Caro piccolo,
Nel momento del tuo concepimento hai ricevuto un’anima e capisci i misteri nascosti ai saggi e ai sapienti. Tu ci conduci all’essenziale invisibile, ci sveli un segreto: che la grandezza di una vita non può essere misurata, pesata o contata. Sentendo battere il tuo cuore nel grembo di tua madre, ci inviti a smettere di passare le nostre giornate secondo i criteri esteriori del successo. Gli adulti hanno l’ossessione di riuscire nella loro vita, pochissimi si preoccupano di riuscire nella loro morte…E cos’è una vita riuscita? L’ascesa sociale e professionale, andare in una grande scuola, sposarsi, avere figli e “morire infelice per non rimpiangere nulla”, come cantava Balavoine? Queste sono tutte cose buone, ma se assolutizziamo la realizzazione visibile, tangibile e palpabile, allora non siamo riusciti nella vita…
Così abbiamo mancato il valore stesso del vivere, invece tu ci affidi il tesoro delle anime semplici e preghi con il salmista questo cantico dell’infanzia (Sal 130): “Signore, il mio cuore non è orgoglioso, né il mio sguardo ambizioso; non perseguo né grandi progetti né meraviglie che mi superino. No, ma tengo la mia anima uguale e silenziosa; la mia anima è in me come un bambino, come un piccolo bambino presso sua madre.
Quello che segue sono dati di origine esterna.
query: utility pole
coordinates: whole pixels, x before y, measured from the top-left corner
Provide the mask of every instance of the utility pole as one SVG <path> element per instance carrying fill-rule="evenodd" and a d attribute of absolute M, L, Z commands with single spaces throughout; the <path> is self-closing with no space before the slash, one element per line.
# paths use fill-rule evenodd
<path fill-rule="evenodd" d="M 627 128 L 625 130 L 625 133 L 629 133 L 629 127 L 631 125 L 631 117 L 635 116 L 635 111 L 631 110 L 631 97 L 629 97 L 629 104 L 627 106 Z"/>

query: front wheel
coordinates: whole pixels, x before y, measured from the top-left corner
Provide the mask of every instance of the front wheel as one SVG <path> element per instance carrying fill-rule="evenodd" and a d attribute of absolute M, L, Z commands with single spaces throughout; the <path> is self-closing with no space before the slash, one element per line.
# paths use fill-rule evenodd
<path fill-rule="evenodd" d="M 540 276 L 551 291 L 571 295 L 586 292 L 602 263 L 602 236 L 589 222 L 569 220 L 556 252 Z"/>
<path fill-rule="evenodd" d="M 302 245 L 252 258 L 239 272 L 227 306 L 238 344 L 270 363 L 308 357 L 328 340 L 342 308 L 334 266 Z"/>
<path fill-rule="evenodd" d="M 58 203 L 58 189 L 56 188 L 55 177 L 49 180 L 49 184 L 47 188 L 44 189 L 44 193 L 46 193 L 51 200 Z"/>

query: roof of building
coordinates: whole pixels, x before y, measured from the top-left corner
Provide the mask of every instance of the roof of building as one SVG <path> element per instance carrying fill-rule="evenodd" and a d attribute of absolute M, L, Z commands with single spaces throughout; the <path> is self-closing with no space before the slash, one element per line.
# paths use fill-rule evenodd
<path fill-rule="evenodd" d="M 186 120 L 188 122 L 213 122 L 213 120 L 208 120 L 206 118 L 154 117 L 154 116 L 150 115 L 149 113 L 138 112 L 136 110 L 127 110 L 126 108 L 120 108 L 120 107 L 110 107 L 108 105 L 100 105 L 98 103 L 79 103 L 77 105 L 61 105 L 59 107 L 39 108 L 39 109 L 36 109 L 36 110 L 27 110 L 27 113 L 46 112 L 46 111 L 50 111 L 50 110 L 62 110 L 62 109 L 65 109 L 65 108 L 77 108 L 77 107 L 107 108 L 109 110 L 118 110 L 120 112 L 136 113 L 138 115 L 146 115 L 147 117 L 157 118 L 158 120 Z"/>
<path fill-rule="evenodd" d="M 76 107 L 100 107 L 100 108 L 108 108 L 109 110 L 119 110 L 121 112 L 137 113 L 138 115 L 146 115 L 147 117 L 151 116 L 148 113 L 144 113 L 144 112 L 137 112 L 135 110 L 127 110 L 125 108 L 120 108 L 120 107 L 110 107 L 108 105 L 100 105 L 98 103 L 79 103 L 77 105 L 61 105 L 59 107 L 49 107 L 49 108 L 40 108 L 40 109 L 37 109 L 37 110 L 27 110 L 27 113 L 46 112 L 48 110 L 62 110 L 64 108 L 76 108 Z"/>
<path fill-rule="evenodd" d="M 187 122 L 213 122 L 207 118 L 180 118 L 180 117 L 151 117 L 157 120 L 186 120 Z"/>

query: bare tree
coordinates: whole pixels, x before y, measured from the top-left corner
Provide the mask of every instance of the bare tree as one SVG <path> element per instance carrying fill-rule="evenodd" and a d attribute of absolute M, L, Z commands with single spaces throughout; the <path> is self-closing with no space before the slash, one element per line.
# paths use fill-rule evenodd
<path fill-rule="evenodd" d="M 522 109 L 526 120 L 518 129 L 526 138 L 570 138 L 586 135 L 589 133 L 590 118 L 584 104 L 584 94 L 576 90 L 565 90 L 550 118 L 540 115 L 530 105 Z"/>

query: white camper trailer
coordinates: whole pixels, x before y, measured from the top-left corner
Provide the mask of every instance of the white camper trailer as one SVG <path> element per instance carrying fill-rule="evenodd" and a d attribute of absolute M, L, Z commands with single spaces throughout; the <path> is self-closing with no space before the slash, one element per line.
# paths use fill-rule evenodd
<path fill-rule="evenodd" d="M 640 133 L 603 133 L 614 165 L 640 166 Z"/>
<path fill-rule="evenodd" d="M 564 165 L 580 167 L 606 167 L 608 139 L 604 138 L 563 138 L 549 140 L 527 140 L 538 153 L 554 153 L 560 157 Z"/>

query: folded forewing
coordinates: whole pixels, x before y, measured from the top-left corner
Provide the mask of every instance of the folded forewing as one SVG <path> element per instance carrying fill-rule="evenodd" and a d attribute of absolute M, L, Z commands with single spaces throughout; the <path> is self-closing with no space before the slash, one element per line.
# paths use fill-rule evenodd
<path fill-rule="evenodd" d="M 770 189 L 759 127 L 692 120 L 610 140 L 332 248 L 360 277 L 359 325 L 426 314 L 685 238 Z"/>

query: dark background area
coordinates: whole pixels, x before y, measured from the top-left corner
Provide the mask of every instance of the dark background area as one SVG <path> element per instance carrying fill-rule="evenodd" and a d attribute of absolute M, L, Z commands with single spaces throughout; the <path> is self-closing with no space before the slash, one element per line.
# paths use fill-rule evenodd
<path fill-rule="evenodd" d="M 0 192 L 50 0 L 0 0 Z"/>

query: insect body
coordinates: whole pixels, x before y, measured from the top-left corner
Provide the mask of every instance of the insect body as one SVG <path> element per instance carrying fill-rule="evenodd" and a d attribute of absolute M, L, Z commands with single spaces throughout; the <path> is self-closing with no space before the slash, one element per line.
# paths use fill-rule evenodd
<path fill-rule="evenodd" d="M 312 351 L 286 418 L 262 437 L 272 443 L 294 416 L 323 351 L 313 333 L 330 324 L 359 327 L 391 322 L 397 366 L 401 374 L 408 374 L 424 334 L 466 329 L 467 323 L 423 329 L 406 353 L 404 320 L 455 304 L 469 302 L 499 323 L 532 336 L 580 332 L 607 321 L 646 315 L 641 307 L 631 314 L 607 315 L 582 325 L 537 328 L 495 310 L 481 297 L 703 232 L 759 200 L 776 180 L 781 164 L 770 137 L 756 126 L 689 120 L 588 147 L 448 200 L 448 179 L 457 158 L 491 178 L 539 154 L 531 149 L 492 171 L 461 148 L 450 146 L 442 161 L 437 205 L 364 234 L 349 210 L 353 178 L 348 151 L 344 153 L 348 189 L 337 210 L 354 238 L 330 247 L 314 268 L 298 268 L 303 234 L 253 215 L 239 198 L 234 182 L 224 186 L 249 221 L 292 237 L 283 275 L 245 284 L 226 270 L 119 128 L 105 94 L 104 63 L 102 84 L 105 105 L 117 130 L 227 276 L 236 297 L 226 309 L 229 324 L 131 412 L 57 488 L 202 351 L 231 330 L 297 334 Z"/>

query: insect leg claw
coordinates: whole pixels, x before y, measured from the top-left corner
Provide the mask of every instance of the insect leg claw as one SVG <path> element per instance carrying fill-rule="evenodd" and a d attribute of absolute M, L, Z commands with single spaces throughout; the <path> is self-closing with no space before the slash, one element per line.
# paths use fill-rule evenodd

Aspetta il Signore, Israele, ora e per sempre”.
Tu ci insegni a mantenere l’anima “in pace e in silenzio”, noi che riempiamo la nostra vita di rumore. Ci insegni anche a dipendere da un altro, tu che sei legato al grembo materno, al suo respiro e al suo sangue. Troppo spesso dimentichiamo che lo spazio della nostra vita si svolge solo nel cuore di un altro, in definitiva nel Cuore di Dio e finché non lo capiremo staremo sempre stretti nel nostro cuore. Tu ci fai cogliere ciò che non è nei libri, ciò che il Signore Dio vuol dire quando rivela il Suo nome misterioso nel roveto: “Dirai al faraone, che è colui che uccide i bambini e riduce l’uomo alla sua capacità di lavoro: “Io sono Colui che Sono”.”
Dio si rivela per quello che Egli è e non prima di tutto per quello che Egli fa. Vale a dire che il Signore non si lascia misurare dai possedimenti o dalle conquiste, Dio È, molto semplicemente. Abbiamo la tendenza a dire: “Sono quello che possiedo, sono quello che faccio”, e non “Sono quello che sono”.
Piccolo bambino, tu assomigli a Dio. Ci inviti a rallegrarci di essere “servi inutili” (Lc 17, 10) in un mondo in cui l’uomo sta diventando sempre più una merce. Non “servi” a niente, come la bellezza e come l’essenziale, questa è la tua gloria inalienabile. Che grandezza è essere inutili, non essere amati prima di tutto per ciò che portiamo, ma per ciò che siamo. Dio ti ha voluto per te stesso.
Piccolo bambino, maestro di semplicità e di vita interiore, ho probabilmente perso troppo dell’infanzia, aiutami a riconquistarla attraverso la santità.